Still, within this consistent 15-month period, Swiatek has also faced varying degrees of challenges, be it from the outside or within.

Last season, her points tally was more than double of what her closest rival possessed. Two weeks ago, her margin was so slim that she was within one defeat of losing her No.1 ranking.

Last season, she seemed untouchable. This campaign, Australian Open winner Sabalenka and reigning Wimbledon champion Elena Rybakina have upped the ante and made a case for the rise of a “Big Three” in women’s tennis.

“I would say at the beginning of the season this year I felt like in Australia I should play better as a world No.1 and reach further rounds, and it wasn’t easy for me back then to cut it out and just play the game of tennis and enjoy it,” she said.

“Last year I didn’t really feel like I was being chased because I felt like all the things that are happening were so new that I was just focusing on achieving.

“That’s what I also tried to do after Australia this year and I think it’s working.

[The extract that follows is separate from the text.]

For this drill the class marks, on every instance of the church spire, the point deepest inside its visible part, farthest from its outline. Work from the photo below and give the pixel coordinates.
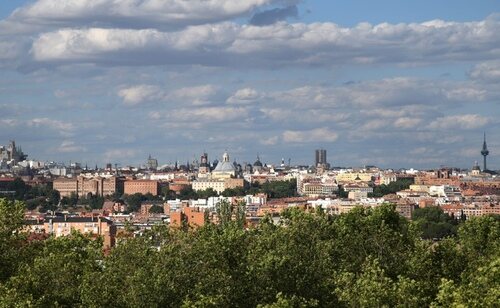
(485, 152)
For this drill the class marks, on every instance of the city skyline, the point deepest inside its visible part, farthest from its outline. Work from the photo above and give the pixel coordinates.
(393, 84)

“Even though the difference in points is smaller (between myself and the world No.2), I feel like it’s a great achievement for me to keep a consistent level with all that pressure. Because there is pressure; and you can see it on social media and everything.”

A three-way rivalry?

Throughout Roland Garros, Swiatek was regularly fielding questions about Sabalenka and Rybakina closing in on her and was not too keen to indulge discussions of a new “Big Three.”

“Last year I wasn’t even asked about other players and this year I’m asked basically in every press conference a couple of times, even though they’re on the other side of the draw, there’s nothing really connecting us in this tournament — there’s always something around that’s implying that things are different,” she said.

“But you always have to come back to what it is you want to achieve because it has nothing to do with other players, even rankings sometimes. Because you want to win matches and tournaments, and rankings go up after that.”

After a historic 2022 season, Swiatek says she went home to Raszyn, Poland, and “went on the Internet too much maybe.”

“I read a lot, because I thought it was going to help me process what happened and close the season and start a new one, but maybe reading all that stuff actually, it was my idea, but it wasn’t the best idea,” she said.

After defeating Karolina Muchova in three close sets to reign supreme in Paris one more time, Swiatek said she “will never doubt my strength again,” given everything she overcame to secure the victory, including a thigh injury she picked up in Rome a week before the French Open.

The world No.1 also said she does not think too much about what she is capable of achieving in the sport.

“I don’t think I need any idea, I’ll just go forward. My whole career, if you’re talking about wins, I’ll try to win as much as possible obviously but I’ll try to develop as a player. I don’t think we all know what our limits are, unless we’re done and we’re really mature, but I’m 22, so I just really don’t know where my limits are,” she said.